It's been hailed a success and won admirers across Europe, but how did Germany's summer-long €9 rail pass change the country?
While most Germans likely thought they were just living their lives, every weekend getaway, every metro journey to work, every bus ride to the store, and every train trip to a lake to beat this summer’s unprecedented heat was one small part of a gigantic experiment: Germany’s €9 train ticket.
Designed to offer relief against rising inflation and encourage sustainable travel, it allowed unlimited use of local and regional transport throughout the country.
The June-August programme, which did not include high-speed rail lines, proved incredibly popular. Over three months, 52 million tickets were sold, according to Germany’s association of public transit companies (VDV).
So, given its scope, how did the experiment change Germany?
1. Public transport was accessible to everyone
Rail travel in Germany has become quite expensive, often prohibitively so. Deutsche Bahn (DB), Germany’s national rail provider, offers regional rail day passes at the state-wide level starting at €22. These are only good if you stay within one state, while national day passes start at €42.
For those not planning a single day packed with travel, individual regional rail trips are typically more expensive than the passes. Germany’s high-speed "ICE" trains cost even more.

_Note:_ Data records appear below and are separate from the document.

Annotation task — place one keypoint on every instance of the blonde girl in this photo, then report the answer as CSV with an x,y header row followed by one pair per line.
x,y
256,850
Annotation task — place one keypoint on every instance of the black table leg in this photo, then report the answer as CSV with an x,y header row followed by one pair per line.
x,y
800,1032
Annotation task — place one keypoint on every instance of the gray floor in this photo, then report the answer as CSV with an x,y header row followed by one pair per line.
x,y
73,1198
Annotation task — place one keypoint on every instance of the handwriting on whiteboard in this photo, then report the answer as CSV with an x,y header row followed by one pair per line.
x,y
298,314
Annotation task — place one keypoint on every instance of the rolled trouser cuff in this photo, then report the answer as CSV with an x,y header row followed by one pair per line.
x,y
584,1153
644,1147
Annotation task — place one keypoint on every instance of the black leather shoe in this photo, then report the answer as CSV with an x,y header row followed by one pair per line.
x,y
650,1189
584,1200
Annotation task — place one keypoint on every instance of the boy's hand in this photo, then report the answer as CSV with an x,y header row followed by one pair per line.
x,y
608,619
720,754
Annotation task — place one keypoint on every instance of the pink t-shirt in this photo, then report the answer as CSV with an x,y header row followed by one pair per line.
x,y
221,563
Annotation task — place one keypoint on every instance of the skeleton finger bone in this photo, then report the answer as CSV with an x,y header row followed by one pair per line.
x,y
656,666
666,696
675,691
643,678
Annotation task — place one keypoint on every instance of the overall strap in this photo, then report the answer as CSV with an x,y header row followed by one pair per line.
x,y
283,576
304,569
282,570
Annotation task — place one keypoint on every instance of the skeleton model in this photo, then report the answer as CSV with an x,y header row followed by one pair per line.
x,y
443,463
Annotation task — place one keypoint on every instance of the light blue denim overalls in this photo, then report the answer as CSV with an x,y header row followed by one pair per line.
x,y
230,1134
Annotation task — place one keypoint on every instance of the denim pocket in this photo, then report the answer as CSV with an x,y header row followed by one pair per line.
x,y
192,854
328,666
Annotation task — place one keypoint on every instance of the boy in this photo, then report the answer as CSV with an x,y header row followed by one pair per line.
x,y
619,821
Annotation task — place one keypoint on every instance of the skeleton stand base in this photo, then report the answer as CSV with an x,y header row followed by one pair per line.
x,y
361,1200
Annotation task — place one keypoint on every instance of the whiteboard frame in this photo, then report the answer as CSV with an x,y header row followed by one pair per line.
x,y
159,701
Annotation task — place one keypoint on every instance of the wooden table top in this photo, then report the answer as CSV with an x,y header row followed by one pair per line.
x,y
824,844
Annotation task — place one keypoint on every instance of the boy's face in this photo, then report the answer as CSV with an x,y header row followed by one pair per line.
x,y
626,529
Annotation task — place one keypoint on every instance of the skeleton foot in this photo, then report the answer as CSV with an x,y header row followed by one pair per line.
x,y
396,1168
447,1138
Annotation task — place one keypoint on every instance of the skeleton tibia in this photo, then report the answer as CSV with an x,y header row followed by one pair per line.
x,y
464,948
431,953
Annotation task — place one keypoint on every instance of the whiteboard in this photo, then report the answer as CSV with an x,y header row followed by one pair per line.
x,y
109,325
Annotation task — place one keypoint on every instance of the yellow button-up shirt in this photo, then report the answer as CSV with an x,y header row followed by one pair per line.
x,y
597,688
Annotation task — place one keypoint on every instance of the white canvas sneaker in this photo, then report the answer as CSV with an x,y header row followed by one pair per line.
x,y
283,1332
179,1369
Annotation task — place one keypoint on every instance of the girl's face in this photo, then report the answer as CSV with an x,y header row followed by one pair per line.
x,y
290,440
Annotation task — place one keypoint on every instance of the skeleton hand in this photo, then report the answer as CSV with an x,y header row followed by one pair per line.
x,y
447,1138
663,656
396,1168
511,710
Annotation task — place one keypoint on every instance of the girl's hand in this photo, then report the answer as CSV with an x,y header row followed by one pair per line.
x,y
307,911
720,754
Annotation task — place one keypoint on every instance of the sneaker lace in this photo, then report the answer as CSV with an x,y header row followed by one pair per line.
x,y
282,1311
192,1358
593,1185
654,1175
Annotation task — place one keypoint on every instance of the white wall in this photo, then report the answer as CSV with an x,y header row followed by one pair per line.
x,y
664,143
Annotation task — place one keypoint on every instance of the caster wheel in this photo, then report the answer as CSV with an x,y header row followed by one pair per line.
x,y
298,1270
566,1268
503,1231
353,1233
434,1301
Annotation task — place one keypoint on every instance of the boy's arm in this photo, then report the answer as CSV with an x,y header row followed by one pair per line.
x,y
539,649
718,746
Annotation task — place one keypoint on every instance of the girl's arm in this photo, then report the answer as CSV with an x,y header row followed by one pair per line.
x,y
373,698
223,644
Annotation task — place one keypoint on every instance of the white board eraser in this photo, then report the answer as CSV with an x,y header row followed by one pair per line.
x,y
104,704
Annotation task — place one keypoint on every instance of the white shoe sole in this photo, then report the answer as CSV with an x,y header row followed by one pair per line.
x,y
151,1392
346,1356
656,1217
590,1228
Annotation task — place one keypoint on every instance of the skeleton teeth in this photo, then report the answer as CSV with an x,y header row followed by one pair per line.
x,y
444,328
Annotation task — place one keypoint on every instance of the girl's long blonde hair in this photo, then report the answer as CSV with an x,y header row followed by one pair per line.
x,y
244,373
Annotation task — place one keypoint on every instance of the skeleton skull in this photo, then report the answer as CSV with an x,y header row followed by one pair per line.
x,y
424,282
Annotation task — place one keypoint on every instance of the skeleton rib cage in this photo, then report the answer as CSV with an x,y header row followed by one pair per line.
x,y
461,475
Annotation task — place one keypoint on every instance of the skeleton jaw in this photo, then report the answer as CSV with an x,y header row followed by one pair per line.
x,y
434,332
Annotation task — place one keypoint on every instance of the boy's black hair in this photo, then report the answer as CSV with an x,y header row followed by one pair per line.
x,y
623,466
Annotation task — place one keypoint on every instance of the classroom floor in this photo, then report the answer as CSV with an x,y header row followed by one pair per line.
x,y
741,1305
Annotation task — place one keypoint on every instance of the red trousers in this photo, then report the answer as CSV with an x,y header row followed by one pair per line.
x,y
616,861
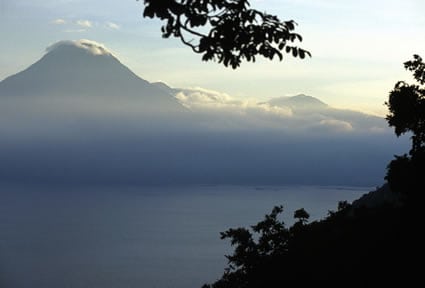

These prices make rail travel unobtainable for many.
Yet for a few months, public transport was opened up to a population much more representative of the whole public.
“With the €9 ticket, for many families going on a weekend getaway suddenly became a real possibility. Simply hopping on the train on a Saturday and taking a ride,” Moritz Ehl told Euronews.
Ehl is a coordinator at Mobility for All, an organisation in the state of Rhineland-Palatinate that pushes for more accessible transport.
“Families, retirees, and people living in poverty all suddenly had new opportunities for their leisure time, along with the ability to fully participate in society,” said Ehl.
The programme didn’t just make a rare holiday possible for many struggling with poverty, it eased the financial pressure of everyday life.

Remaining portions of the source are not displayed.